Indeed. Ms. Freud has a contractor for a client. He asked, “Who did the great job fixing your crumbling cement steps?” “Stucky”. “He knows about concrete?” “No, he watched a couple youtube videos and did it himself.” “Wow.”

starfcker
starfcker
June 23, 2015 10:09 pm

Bob, stucky, you guys are absolutely right. The Internet and youtube put the knowledge of the world at your fingertips. I figure I now know how to do basically anything in a pinch.

Zarathustra
Zarathustra
June 23, 2015 10:29 pm

Billy, as the former owner of an Arts and Crafts home, I can date those photos to a house built between 1905 and 1910. Mine was built in 1921 and was quite different, sort of a mix of “Craftsman” and Colonial.

ASIG
ASIG
June 24, 2015 12:42 am

Funny, just yesterday the 20 something year old next door neighbor stuck his head over the fence and asked me if I would teach him how to weld.

EL Coyote
EL Coyote
June 24, 2015 10:28 pm

Billy says: I’ve seen that video before… and I thought “That stupid split tail votes!“… Does not exactly fill me with optimism about this country…

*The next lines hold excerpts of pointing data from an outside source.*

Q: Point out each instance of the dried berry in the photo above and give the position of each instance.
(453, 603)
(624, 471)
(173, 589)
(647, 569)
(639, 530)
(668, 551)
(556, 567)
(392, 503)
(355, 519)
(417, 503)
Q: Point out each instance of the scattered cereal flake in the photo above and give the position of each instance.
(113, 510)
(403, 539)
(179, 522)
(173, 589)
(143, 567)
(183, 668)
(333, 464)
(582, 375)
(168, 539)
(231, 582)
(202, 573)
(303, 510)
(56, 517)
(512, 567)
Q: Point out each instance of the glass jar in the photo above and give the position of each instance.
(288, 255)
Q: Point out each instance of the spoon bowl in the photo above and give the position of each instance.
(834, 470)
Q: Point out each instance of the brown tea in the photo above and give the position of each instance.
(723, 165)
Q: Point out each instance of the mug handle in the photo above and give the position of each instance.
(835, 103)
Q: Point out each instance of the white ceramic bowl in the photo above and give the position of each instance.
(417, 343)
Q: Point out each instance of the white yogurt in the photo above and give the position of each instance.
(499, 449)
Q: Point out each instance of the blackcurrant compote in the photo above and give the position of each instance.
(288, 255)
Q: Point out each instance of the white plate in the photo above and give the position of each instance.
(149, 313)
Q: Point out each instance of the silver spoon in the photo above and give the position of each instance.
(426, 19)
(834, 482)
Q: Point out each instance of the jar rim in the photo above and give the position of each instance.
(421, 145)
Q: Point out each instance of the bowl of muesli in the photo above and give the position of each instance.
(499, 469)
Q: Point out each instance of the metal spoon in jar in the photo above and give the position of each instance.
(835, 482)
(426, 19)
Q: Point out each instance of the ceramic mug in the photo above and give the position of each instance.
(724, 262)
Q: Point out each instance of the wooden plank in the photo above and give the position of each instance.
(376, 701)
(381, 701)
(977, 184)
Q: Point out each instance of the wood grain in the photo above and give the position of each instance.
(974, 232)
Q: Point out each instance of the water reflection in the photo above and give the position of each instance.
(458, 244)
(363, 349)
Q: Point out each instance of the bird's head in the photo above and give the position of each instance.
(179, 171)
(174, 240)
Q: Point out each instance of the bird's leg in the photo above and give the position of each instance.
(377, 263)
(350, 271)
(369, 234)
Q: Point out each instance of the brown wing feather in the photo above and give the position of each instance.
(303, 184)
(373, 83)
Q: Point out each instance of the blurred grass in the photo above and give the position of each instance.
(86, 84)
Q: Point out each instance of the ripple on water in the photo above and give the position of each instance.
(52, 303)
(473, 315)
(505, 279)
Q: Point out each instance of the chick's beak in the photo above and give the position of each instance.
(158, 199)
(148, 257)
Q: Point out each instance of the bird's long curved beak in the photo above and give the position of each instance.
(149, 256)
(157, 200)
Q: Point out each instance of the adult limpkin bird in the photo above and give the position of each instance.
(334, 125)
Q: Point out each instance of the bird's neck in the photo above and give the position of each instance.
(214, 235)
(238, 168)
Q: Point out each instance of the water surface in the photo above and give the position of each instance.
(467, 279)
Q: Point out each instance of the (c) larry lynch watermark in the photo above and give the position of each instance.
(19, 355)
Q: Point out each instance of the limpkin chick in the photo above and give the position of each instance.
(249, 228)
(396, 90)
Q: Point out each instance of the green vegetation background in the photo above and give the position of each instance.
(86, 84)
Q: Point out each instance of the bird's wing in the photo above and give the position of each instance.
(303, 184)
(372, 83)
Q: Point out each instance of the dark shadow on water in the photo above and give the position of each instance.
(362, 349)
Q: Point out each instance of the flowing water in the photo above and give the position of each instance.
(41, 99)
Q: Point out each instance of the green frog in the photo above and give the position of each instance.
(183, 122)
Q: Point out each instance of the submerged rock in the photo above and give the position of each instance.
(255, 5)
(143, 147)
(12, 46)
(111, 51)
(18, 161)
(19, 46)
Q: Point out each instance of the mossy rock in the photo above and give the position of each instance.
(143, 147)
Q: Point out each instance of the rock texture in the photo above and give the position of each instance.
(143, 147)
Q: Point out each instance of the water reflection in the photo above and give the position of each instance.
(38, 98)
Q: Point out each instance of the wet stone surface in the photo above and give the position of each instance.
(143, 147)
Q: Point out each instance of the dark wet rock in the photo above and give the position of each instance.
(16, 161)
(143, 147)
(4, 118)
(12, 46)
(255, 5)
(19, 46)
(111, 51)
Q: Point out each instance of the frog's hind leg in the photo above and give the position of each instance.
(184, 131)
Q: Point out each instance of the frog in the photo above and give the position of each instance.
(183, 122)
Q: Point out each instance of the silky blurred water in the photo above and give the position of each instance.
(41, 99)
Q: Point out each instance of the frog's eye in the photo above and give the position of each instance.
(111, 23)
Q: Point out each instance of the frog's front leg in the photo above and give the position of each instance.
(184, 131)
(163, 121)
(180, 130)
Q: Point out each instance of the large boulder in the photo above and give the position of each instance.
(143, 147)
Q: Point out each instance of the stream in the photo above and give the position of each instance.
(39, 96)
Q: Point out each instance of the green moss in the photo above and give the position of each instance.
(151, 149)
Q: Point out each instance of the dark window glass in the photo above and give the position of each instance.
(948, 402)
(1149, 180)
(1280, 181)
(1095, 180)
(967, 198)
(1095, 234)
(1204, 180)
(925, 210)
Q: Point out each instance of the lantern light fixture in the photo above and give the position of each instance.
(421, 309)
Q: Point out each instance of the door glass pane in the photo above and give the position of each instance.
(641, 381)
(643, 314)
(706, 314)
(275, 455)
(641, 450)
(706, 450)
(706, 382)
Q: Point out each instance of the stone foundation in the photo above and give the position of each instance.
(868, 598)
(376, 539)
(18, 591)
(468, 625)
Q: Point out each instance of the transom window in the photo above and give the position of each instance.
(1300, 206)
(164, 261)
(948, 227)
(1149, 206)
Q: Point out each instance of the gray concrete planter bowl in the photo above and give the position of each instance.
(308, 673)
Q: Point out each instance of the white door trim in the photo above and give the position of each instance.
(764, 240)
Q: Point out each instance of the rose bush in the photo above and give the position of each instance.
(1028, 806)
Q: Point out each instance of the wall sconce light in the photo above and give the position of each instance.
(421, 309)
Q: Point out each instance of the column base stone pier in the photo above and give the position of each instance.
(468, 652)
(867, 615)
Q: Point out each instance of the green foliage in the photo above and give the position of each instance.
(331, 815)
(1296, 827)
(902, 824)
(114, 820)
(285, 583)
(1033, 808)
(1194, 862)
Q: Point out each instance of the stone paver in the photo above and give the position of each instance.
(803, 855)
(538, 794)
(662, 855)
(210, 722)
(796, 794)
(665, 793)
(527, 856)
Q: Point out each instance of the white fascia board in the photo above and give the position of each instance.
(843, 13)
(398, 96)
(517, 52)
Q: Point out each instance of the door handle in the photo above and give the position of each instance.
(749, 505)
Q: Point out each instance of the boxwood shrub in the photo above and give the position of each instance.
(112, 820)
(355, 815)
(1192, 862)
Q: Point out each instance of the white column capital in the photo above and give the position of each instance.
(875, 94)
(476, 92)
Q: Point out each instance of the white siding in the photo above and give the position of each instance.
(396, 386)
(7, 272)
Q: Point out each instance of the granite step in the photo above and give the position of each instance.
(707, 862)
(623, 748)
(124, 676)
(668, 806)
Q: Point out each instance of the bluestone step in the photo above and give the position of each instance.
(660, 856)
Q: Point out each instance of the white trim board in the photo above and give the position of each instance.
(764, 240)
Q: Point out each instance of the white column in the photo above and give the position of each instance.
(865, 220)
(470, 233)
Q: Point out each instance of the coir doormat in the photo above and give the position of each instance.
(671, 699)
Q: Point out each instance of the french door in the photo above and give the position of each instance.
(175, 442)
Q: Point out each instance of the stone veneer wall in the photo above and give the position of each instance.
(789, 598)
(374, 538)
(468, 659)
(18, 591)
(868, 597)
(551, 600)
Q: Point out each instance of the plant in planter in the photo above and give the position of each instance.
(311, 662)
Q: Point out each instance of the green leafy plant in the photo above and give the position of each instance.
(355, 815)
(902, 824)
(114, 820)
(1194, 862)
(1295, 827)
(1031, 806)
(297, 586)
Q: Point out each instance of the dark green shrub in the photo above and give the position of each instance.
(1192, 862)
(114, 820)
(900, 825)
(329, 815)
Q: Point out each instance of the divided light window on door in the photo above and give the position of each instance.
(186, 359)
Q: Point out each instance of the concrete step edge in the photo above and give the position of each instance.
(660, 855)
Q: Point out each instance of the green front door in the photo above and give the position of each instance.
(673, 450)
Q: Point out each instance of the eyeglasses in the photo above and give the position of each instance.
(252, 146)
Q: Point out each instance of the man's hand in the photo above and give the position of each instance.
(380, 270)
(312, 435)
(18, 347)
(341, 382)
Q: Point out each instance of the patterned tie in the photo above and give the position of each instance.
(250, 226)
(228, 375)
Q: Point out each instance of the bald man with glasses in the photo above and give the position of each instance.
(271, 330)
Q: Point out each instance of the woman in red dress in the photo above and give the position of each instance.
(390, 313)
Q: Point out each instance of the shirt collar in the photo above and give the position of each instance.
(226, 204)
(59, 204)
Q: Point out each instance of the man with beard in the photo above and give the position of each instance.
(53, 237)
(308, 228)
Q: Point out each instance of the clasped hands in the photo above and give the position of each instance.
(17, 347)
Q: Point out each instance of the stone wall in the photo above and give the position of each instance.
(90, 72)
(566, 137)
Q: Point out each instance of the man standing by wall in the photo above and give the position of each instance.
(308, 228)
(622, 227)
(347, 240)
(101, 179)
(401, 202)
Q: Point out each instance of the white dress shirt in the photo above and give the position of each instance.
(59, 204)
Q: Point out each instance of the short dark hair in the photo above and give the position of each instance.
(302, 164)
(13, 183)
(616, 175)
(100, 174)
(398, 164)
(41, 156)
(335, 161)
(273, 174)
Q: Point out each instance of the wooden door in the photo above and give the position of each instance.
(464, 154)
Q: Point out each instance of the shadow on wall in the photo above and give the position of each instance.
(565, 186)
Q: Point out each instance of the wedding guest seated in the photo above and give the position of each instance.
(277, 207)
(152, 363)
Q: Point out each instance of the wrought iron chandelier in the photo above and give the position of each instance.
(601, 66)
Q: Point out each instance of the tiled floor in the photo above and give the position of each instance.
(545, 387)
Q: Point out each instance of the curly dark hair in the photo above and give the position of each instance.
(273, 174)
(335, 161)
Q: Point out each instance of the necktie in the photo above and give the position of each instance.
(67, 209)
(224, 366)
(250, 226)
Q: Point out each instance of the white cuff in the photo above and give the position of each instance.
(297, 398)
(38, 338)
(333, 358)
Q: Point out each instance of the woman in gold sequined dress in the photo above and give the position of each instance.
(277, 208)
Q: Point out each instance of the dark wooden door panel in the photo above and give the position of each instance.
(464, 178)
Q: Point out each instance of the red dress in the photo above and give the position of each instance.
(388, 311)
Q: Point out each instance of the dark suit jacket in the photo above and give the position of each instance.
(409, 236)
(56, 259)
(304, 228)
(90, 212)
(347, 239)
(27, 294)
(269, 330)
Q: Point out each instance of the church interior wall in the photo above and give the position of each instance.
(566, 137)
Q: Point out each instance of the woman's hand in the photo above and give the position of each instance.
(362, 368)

In her defense, traveling at the speed of 80 mph is not the same as traveling 80 miles. As bb can tell you, velocity is affected by terrain, curves and cops.

I can relate to that ‘split-tail’ (did you major in douche English?) I had a moment when I could not comprehend “streaming” until I bought a streaming device to try it out and convince myself. Notice I said comprehend and not ‘understand’, I can understand things but it took me a while to grasp the mechanics of a streaming system. I’m an old fuck. Good thing I have been taking Stucky’s online college courses.

EL Coyote
EL Coyote
June 24, 2015 10:31 pm

Billy, unless you have a frog tail stub in you ass end, I think your tail is also split, you must be thinking of a split crotch.